Photo U.S. Geological Survey
As the nation reels toward some dark unknown, I reinvent my life at home. This July 4th, I won’t go to the barn with apples and carrots once the fireworks start. Larkey isn’t there anymore to become anxious and need my company. He passed away suddenly, catastrophically in May. He not only isn’t there in form — I can’t find him in spirit anymore.

We got in one spring bath this year.
I am reimagining the barn space because I won’t replace my horses. I work too far from my home to acclimate and train a new horse. They are herd animals, so more than one is better. I can’t be sure I’ll be around for the entire life of a couple young horses, and it isn’t easy to find a new home for equines.
But I can’t bear the silence, the vacancy walking through the barn. I am never lonely without people, but this feels alone, and lonely.
So I planted flowers in Larkey’s hay bins, to honor him and to soften the memory of what happened in the outside paddock. When the barn swallows are done nesting in September, I will clean his stall, repaint, and turn the space into an outdoor painting studio for the warm months. Maybe then his spirit will come back and keep me company.
The outside wall has been decaying, and needs reinforcement and new surface. It is a perfect, sunlit surface for a green wall, an herb garden. A coworker helps me find an idea and I start cleaning out the space within.
I will clean the horse trailer and sell it. I will never need one again, and this one has been sitting unused for years, unless you count bird visitors. The proceeds can go toward a camper van, maybe.

I believe this is a Pacific slope flycatcher nest. Last year, a Bewick’s wren nested here.
After decades with horses woven tightly in the fabric of my life, I am wandering adrift in the starlit dark searching for a new universe to occupy.

This is what I was doing instead of blogging- thousands of hours of work storytelling. This ESRI Story Map is best viewed desktop with Chrome or Safari.
The neglect of this blog did not mean I fell silent. I had trailed the story of the North American buffalo across thousands of miles and hundreds of hours of research. I labored to create this story in a multimedia online platform- something different, maybe something that would attract a younger audience. Maybe they would care and step up to support prairie and bison conservation. I spent hours every night on this project, missing time with Larkey, missing time to exercise. It published in January and was better received than I expected. The project gained a life of its own, with a blog and social media channels that needed tending.

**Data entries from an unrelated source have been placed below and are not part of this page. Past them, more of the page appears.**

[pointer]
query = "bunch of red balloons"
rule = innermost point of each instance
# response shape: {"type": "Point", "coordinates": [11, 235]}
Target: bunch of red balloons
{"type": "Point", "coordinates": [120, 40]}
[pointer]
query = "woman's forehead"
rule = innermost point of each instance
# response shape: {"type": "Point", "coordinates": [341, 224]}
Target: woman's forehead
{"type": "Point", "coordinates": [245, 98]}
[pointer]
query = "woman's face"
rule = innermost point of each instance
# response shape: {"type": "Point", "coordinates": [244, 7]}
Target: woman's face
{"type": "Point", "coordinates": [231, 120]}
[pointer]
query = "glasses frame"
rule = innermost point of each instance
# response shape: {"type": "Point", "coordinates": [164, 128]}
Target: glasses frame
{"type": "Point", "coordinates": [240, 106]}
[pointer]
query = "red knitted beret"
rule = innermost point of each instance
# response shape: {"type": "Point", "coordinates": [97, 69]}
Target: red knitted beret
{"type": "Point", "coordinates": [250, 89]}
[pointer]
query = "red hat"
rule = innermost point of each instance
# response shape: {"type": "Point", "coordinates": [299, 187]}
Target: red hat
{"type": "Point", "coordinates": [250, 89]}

The badlands of Grasslands National Park in Saskatchewan were as far away and unpeopled as I could find.
With Lark gone, I took to the road to process my new life. I had already gone to Nebraska for the sandhill crane festival, then France for a conference and vacation. But I needed away again, so I traveled to Montana and Saskatchewan. I drove, and wandered grasslands, and slowly the nightmares and sleepwalking ended.

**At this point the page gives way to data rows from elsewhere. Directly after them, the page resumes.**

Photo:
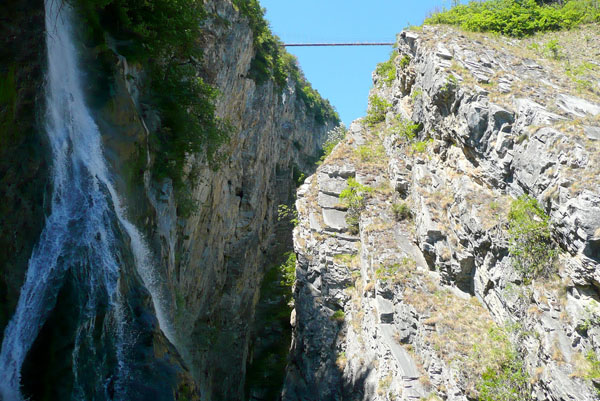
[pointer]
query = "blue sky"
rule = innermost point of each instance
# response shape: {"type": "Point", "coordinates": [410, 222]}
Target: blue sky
{"type": "Point", "coordinates": [343, 74]}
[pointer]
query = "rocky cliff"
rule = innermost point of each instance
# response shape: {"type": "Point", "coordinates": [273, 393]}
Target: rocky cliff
{"type": "Point", "coordinates": [409, 284]}
{"type": "Point", "coordinates": [209, 263]}
{"type": "Point", "coordinates": [213, 262]}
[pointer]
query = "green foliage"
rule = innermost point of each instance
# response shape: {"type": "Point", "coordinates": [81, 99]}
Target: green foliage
{"type": "Point", "coordinates": [509, 383]}
{"type": "Point", "coordinates": [530, 238]}
{"type": "Point", "coordinates": [387, 69]}
{"type": "Point", "coordinates": [401, 211]}
{"type": "Point", "coordinates": [266, 368]}
{"type": "Point", "coordinates": [404, 61]}
{"type": "Point", "coordinates": [298, 176]}
{"type": "Point", "coordinates": [285, 212]}
{"type": "Point", "coordinates": [163, 35]}
{"type": "Point", "coordinates": [582, 75]}
{"type": "Point", "coordinates": [421, 146]}
{"type": "Point", "coordinates": [405, 129]}
{"type": "Point", "coordinates": [338, 315]}
{"type": "Point", "coordinates": [377, 109]}
{"type": "Point", "coordinates": [354, 198]}
{"type": "Point", "coordinates": [287, 271]}
{"type": "Point", "coordinates": [334, 137]}
{"type": "Point", "coordinates": [518, 18]}
{"type": "Point", "coordinates": [8, 106]}
{"type": "Point", "coordinates": [415, 94]}
{"type": "Point", "coordinates": [554, 48]}
{"type": "Point", "coordinates": [271, 61]}
{"type": "Point", "coordinates": [504, 377]}
{"type": "Point", "coordinates": [370, 152]}
{"type": "Point", "coordinates": [321, 108]}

I am very blessed to have a home of my own. Sure, it’s a lot of work, but it is a quiet place –and my own place.
Now I am home again, digging myself out from an explosion of greenery, and figuring out what is next. The barn swallows are back from South America. Rufous hummingbirds have arrived from Mexico and joined our resident Annas hummers. Red admiral and swallowtail butterflies appear on warm sunny days, dancing on the breeze.
I count my blessings. I am lucky to have been tested young and learned how to adapt. I am resilient, and have the ability and resources to recreate. As the world gets darker and narrower, many find themselves trapped. I am not, at least right now. The terrible memory of Larkey’s death still sneaks up on me, but I am not an anguished parent adrift in a strange country with no idea where my children reside. I am not now in a war zone, wondering when the bombs will detonate.
And I have things to do. More stories to tell, artwork to create, images to capture. I need to get back into shape to backpack in the fall. I don’t know what the next year will hold for me, for the nation, for the world. But today and every day I can find something bright, and count myself fortunate for the time being.